The footage undeniably has news value, but the Taliban presumably granted CNN access to dispirit Americans and to encourage Islamists that a group of Islamist guerrilla fighters can overcome the world’s leading military superpower. As a Taliban commander told her during the interview, “One day, Mujahideen will have victory and Islamic law will come not to just Afghanistan but all over the world. We are not in a hurry. We believe it will come one day. Jihad will not end until the last day.”

Ward deserves credit for noting that the Taliban promises peace but has waged “a bloody offensive,” as well as pointing out concerns that the regime will deny women’s rights and prevent girls from attending school.

Ward became an object lesson in change brought about by the radical Islamists on Monday, when she traded her reporter’s clothes for a hijab in the new, Taliban-controlled city of Kabul.

MSNBC also appeared to further Taliban propaganda aims on Monday, as host Ayman Mohyeldin interviewed Suhail Shaheen, an official spokesman of the Taliban. Mohyeldin asked if the Taliban was really entering homes one by one to seek out former U.S. collaborators and enemies of the restored regime.

“If someone go[es] from door to door, and they are posing as Taliban, they are not Taliban,” Shaheen said. “They may be from the former [regime] … posing in order to create a bad name for us, to malign us.”

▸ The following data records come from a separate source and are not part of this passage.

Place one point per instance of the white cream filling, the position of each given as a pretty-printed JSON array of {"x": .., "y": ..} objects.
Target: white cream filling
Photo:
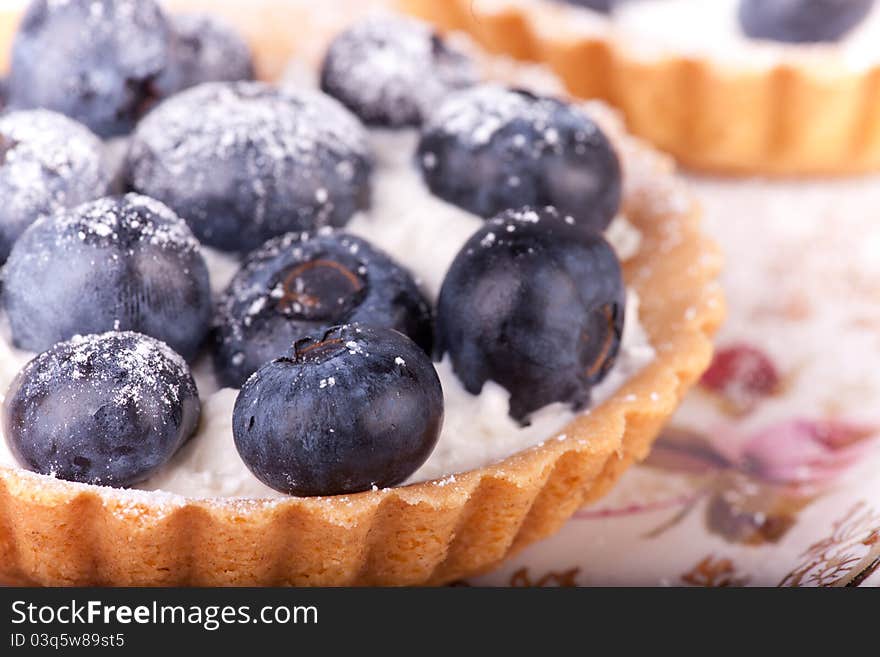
[{"x": 424, "y": 234}]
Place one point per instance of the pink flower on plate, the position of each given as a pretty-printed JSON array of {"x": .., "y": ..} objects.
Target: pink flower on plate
[
  {"x": 742, "y": 375},
  {"x": 804, "y": 452}
]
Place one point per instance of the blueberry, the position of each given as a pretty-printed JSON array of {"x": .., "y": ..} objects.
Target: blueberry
[
  {"x": 298, "y": 284},
  {"x": 349, "y": 409},
  {"x": 118, "y": 263},
  {"x": 243, "y": 162},
  {"x": 47, "y": 163},
  {"x": 801, "y": 21},
  {"x": 104, "y": 409},
  {"x": 204, "y": 49},
  {"x": 536, "y": 305},
  {"x": 93, "y": 60},
  {"x": 490, "y": 149},
  {"x": 391, "y": 70}
]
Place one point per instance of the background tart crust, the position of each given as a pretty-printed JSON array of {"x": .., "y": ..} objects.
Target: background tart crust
[
  {"x": 59, "y": 533},
  {"x": 789, "y": 119}
]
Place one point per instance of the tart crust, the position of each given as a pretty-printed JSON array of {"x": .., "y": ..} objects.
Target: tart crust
[
  {"x": 792, "y": 118},
  {"x": 54, "y": 532}
]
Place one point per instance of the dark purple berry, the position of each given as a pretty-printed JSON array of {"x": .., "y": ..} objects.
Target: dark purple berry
[
  {"x": 119, "y": 263},
  {"x": 801, "y": 21},
  {"x": 48, "y": 163},
  {"x": 346, "y": 410},
  {"x": 106, "y": 409},
  {"x": 93, "y": 60},
  {"x": 489, "y": 149},
  {"x": 392, "y": 71},
  {"x": 536, "y": 305},
  {"x": 299, "y": 284},
  {"x": 242, "y": 162}
]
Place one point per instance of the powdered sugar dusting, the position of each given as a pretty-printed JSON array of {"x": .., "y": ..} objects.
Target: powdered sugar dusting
[
  {"x": 47, "y": 162},
  {"x": 393, "y": 70},
  {"x": 123, "y": 221},
  {"x": 147, "y": 364}
]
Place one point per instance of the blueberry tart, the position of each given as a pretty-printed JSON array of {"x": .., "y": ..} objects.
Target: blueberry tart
[
  {"x": 772, "y": 87},
  {"x": 306, "y": 348}
]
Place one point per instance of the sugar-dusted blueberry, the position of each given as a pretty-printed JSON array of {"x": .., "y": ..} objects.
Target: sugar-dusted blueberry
[
  {"x": 347, "y": 409},
  {"x": 93, "y": 60},
  {"x": 802, "y": 21},
  {"x": 48, "y": 162},
  {"x": 105, "y": 409},
  {"x": 392, "y": 70},
  {"x": 204, "y": 48},
  {"x": 298, "y": 284},
  {"x": 536, "y": 305},
  {"x": 118, "y": 263},
  {"x": 489, "y": 149},
  {"x": 243, "y": 162}
]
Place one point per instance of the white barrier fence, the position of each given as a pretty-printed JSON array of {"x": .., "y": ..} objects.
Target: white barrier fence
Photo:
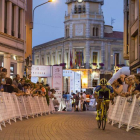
[
  {"x": 125, "y": 111},
  {"x": 14, "y": 107}
]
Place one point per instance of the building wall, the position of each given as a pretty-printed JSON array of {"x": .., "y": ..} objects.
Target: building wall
[
  {"x": 131, "y": 34},
  {"x": 13, "y": 34},
  {"x": 80, "y": 36}
]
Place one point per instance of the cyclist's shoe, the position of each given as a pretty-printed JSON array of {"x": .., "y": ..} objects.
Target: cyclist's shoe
[{"x": 97, "y": 118}]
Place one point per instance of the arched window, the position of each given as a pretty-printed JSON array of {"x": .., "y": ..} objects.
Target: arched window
[
  {"x": 93, "y": 31},
  {"x": 97, "y": 34}
]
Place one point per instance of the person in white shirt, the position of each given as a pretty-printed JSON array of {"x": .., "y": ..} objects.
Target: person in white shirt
[{"x": 84, "y": 100}]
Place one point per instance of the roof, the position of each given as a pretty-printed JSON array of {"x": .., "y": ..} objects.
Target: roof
[
  {"x": 50, "y": 42},
  {"x": 114, "y": 35}
]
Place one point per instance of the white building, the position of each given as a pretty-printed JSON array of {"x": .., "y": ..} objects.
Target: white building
[
  {"x": 13, "y": 29},
  {"x": 87, "y": 42}
]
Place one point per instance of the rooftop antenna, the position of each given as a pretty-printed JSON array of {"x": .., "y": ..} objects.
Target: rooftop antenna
[{"x": 112, "y": 21}]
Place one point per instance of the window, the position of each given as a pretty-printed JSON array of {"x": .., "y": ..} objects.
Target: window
[
  {"x": 37, "y": 61},
  {"x": 48, "y": 60},
  {"x": 136, "y": 47},
  {"x": 59, "y": 58},
  {"x": 67, "y": 57},
  {"x": 95, "y": 57},
  {"x": 116, "y": 59},
  {"x": 94, "y": 83},
  {"x": 42, "y": 61},
  {"x": 67, "y": 32},
  {"x": 12, "y": 32},
  {"x": 53, "y": 59},
  {"x": 19, "y": 24},
  {"x": 96, "y": 31},
  {"x": 79, "y": 58},
  {"x": 93, "y": 31},
  {"x": 5, "y": 18}
]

Shaheen insisted that “there will be no attacks on the Americans” and, when asked if he would “punish those who worked with the Americans” if they try to leave Afghanistan, he replied, “We want them not to leave the country, to lead a normal life.”

Mohyeldin offered remarkably little pushback to Shaheen’s comments, although widespread accounts seem to indicate that the Taliban have engaged in executions and forced child marriages in their reconquered territory.

Shaheen’s video link cut out about nine minutes into the interview.

Again, an interview with the spokesman of a new regime clearly has news value. But while Mohyeldin did not ask softball questions, he allowed the spokesman to spread disinformation without correction. Mohyeldin was far less aggressive toward the spokesman of a movement that harbored al-Qaeda and sexually enslaved children than he was during his heated interview with the former Israeli ambassador to the U.K., Mark Regev.

You can compare the two interviews below:


In both cases, the left-of-center cable news networks presented matters of real news value but, at least to some degree, they denied their viewers “context.”

The views expressed in this piece are the author’s own and do not necessarily represent those of The Daily Wire.